Frenetic Pony
Veteran
Not necessarily, simple RT could be implemented without many changes: http://diglib.eg.org/handle/10.2312/hpg.20141091.029-040
Of course dedicated circuits would be better. They could also do it like in the paper, and then reserve a fixed amount of CUs do to RT in parallel to the normal pipeline, or whatever.
What a great paper, it could explain the rumored massive frontend redesign of Navi. Looking it over, I'm not sure Navi would even need the proposed specialty hardware as it already has low precision double rate and quad rate built in. Nvidia already does 4bit and there's no reason AMD can't either (relevant to the proposed BHV update scheme herein). The cache hierarchy redesign that would be needed is already confirmed.
Using rapid packed math low precision would still be slower/larger than the proposal, but would be much more flexible than the tiny fixed function units proposed. GCN has had a great run for consoles by being highly programmable for a 2013 arch, Death Stranding and Doom Eternal look great thanks in part to giving programmers flexibility. What if programmers want to use bounding spheres for better BVH building? Or bounding octahedrons for better tree traversal? Etc. etc.

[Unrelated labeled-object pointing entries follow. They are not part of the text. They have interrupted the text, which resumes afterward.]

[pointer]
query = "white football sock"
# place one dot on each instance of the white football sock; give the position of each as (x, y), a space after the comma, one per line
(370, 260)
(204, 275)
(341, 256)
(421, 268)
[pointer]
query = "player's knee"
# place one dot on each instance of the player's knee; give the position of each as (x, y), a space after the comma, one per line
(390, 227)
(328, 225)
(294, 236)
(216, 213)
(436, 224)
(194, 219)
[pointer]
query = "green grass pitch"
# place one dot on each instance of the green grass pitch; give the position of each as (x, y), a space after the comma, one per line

Not saying that's what Navi has done at all, but it'd be fascinating if they did. The frontend redesign rumored would be a massive change, but could also help with disparate shading from a work distribution perspective. It could also be helpful with the more modern triple A requirements of the GPU, eg running physics and possibly AI and stuff as well as the usual shading operations.
Or it's all completely wrong, ah well, a few days to find out.